Precious is not inspiring. It's grotesquely condescending.

Socially conscious films are supposed to be thought-provoking, otherwise it's mute. That means presenting matters in a way that engages the curiosity to research or just consider the issues it touches upon. Precious is not such a film. Daniels prefers to shock you into submission rather than incite interesting questions.

Strangely, it wants to be shocking while at the same time watered down. The writer, Geoffrey Fletcher, is a Harvard-educated man from a wealthy family; a background that disconnects with the material enough to keep his adaptation floating slightly above the characters—looking down with morbid curiosity. This perhaps explains why the more provocative parts of the novel are missing: Precious' hatred towards white people (protagonist no-no!), her urinating in class (ooh gross!), and her uncontrollable sexual enjoyment of her rape (women say what?).

It wants to be edgy, but not so edgy that it would turn off Oprah viewers, which is the worthless kind of edgy. I'm not a fan of Spike Lee, but I'd be far more interested in how he would've handled these characters.

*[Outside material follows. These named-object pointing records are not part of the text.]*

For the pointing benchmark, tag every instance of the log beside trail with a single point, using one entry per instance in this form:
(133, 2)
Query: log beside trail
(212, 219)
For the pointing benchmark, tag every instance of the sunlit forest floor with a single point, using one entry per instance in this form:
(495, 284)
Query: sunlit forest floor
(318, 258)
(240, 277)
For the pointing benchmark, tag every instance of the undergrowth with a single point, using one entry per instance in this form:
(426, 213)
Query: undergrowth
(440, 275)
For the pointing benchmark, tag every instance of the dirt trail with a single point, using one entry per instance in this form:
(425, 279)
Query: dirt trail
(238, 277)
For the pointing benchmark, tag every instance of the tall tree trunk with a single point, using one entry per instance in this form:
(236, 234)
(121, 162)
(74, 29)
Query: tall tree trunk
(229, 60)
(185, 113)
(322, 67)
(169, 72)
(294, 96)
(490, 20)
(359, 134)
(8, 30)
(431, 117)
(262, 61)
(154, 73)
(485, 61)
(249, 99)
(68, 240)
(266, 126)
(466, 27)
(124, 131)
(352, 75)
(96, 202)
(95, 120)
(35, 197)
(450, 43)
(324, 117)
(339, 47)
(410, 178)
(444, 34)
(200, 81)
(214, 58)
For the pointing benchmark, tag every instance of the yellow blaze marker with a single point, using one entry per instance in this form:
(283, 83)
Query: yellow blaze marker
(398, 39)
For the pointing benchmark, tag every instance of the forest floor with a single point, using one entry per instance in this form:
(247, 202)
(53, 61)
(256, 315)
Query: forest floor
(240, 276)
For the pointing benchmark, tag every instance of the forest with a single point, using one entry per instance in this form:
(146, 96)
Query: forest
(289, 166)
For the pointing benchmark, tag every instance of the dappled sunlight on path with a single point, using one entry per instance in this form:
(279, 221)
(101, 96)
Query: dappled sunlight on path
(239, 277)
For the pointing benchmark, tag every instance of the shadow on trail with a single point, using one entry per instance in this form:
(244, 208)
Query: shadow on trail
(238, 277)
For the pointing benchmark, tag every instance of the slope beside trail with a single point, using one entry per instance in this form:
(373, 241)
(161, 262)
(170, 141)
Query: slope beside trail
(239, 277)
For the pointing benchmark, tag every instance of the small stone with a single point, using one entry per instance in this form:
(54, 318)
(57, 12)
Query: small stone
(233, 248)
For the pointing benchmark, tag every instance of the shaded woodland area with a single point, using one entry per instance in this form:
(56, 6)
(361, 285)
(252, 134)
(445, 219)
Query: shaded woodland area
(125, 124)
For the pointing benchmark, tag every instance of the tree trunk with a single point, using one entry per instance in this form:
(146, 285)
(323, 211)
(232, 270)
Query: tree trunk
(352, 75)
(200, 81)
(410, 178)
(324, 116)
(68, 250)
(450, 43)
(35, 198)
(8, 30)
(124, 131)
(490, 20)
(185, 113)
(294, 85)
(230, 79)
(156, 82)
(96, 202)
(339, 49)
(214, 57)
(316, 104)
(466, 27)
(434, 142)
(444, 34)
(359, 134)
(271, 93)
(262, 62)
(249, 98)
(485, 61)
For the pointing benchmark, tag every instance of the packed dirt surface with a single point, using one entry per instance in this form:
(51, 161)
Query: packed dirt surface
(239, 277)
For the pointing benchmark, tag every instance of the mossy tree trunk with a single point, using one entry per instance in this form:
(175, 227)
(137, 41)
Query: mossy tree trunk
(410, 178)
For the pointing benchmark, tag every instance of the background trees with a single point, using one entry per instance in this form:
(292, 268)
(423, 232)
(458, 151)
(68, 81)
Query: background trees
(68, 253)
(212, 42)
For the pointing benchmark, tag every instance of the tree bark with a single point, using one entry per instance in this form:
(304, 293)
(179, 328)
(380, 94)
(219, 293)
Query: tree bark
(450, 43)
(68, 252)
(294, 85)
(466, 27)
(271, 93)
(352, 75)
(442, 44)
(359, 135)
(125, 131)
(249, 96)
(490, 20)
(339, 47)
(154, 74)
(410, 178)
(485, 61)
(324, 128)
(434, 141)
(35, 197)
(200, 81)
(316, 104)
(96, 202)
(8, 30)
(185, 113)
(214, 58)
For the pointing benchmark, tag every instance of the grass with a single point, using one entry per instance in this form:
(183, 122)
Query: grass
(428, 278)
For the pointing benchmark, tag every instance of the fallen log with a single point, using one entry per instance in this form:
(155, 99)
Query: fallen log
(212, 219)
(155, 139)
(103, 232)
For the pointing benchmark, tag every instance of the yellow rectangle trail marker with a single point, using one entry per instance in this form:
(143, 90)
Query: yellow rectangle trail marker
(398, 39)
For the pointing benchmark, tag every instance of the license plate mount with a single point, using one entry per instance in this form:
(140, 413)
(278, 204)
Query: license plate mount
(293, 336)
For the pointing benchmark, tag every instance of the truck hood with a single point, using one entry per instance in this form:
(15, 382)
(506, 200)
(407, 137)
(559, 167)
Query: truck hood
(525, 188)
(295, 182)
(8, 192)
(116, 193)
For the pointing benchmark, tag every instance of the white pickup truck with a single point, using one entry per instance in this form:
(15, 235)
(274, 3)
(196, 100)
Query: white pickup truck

The best thing I can say about Precious is that it manages to stop short of being unintentionally funny, which it had full potential to be. Fortunately, it's just unpleasant enough to stifle its own ridiculousness. I wish the film is a little more like Precious; uncertain and sparse in action, yet unexpectedly thoughtful and observant. More like Precious' mother, the film is prone to emotional outbursts without ever stopping to think about where they come from or what the consequences are.